# aggressive platy?



## marjorie (Dec 9, 2009)

Hi all,

I am relatively new to fish keeping witha couple of questions about our new platys.

First, tank perameters:

12 g with

6 neon tetras
2 gold mickey mouse platys (sex? the store couldn't tell me and i couldn't tell)
3 pepper cory cats

last water check all seemed well except the nitrates were at 30...anything i can do about that?

ok, first of all, i know that is probably a bit too much for the tank....but the neons seemed sort of uncertain when i only had four and seem much more lively and cohesive with six...the corys are infinitely more energetic as three than they were as two....and my daughter REALLY wanted one more kind of fish so i got the platys...I wasn't sure it would be happy alone so i got two. I promise to change the water often and keep everything as clean as possible.

anyway, my three questions regarding the platys: one seems to pursue the other constantly. there doesn't seem to be any biting, just one always swimming away and the other constantly following very closely...is this one male aggressinga nother? a male trying to impregnate a female. the fish look exacgtly the same to me but that doesn't mean i'm not missing some anatomical difference. do i have to take the chaser back if he/she won't stop?

the platy doing all the chasing has a tiny hole in his top fin (noticed it right after i finally out him in our tank). unless it is just a clear spot in the middle of his color. he seems in all other ways completely happy. should i suspect trouble or is this just the way he was born?
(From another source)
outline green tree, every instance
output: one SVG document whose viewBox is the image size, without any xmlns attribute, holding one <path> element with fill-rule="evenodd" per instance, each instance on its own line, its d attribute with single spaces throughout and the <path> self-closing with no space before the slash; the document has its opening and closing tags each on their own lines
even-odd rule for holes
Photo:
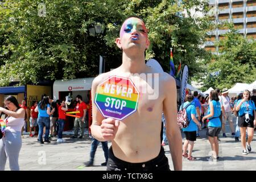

also, the platys eat so MUCH so FAST and the neons won't go to the top for the food, i'm afraid they won't get any. suggestions?

sorry for all my dumb beginner questions

Thanks for any advice!


----------



## bmlbytes (Aug 1, 2009)

It is possible that you got 1 male and 1 female fish. It is usually recommended to get 3 females to every male to prevent exhaustion of the females. Although in your tank that is probably too many fish.
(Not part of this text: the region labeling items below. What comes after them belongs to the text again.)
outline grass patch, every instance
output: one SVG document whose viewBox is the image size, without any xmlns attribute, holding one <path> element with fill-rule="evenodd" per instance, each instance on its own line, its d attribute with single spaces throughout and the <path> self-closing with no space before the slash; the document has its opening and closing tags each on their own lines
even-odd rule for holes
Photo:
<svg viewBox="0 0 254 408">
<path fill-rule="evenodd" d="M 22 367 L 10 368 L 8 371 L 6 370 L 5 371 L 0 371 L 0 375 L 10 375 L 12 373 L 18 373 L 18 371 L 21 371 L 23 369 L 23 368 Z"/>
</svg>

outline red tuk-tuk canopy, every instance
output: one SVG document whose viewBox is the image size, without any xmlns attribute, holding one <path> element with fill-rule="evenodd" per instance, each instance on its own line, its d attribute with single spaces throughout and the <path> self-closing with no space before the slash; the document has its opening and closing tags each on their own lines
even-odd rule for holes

As for the food, get sinking food granules. I use Plecocaine, the stuff that Lohachata sells. The #02 size would be perfect for your fish.


----------



## emc7 (Jul 23, 2005)

heres a link to sexing livebearers http://www.fishforums.com/forum/livebearers/5316-how-identify-male-female.html In a nutshell, look at the fin on the bottom of the fish in front of the tail and behind the belly. Females are triangles, males are pointy.


----------



## konstargirl (Dec 2, 2009)

I had this similar problem too when I used to have 3 platies. Hyper the dominant male platy was always chasing the other male platy before the chased platy died and he seems to be a little calmer now. But I reconmend get a least 2 more female platies So that he won't try to harass the female.


----------



## marjorie (Dec 9, 2009)

thanks for all the help. I really don't want one platy to chase the other to death....but there is definitely not room for more in the tank. Both the platys seem to keep that bottom fin tucked up so you can't see its shape....i'll have to go read some more (going to your link now emc7).
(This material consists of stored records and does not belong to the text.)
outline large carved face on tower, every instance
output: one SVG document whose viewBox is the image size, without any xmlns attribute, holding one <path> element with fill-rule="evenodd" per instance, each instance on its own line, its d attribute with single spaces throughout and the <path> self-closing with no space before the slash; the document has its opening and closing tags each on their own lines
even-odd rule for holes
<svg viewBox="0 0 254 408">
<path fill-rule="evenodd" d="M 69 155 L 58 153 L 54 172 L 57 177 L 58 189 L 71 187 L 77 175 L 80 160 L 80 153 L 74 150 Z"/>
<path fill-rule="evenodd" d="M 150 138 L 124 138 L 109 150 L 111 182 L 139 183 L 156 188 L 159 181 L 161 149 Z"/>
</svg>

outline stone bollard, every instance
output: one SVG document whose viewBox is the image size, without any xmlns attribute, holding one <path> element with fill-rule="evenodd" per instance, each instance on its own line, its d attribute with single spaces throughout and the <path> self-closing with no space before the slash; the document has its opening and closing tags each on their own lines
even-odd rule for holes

Today there seems to be much less chasing...maybe they are relaxing into the new environment...but if it continues i guess i will have to take mr. or ms. aggressive back to the store (if they will take it).


----------



## marjorie (Dec 9, 2009)

So, dumb question, but why did they tell me at the store that they couldn't tell the sex of the fish (doesn't seem THAT hard now that i have looked carefully at links and fins). I specifically asked to have either one female and one male or both female in the hopes of avoiding trouble....if i go get one more maybe i can point out a female....but is that dangerously overstocking the tank?


----------



## mousey (Jan 18, 2005)

try returning one of the fish.
I like all female platies or female guppies in my tanks. They get along really well togehter whereas males are always chasing the females or each other.
The strongest male can really harass any smaller/ weaker males to the point they will die.


----------



## marjorie (Dec 9, 2009)

thanks Mousey, i will try and return the fish....


----------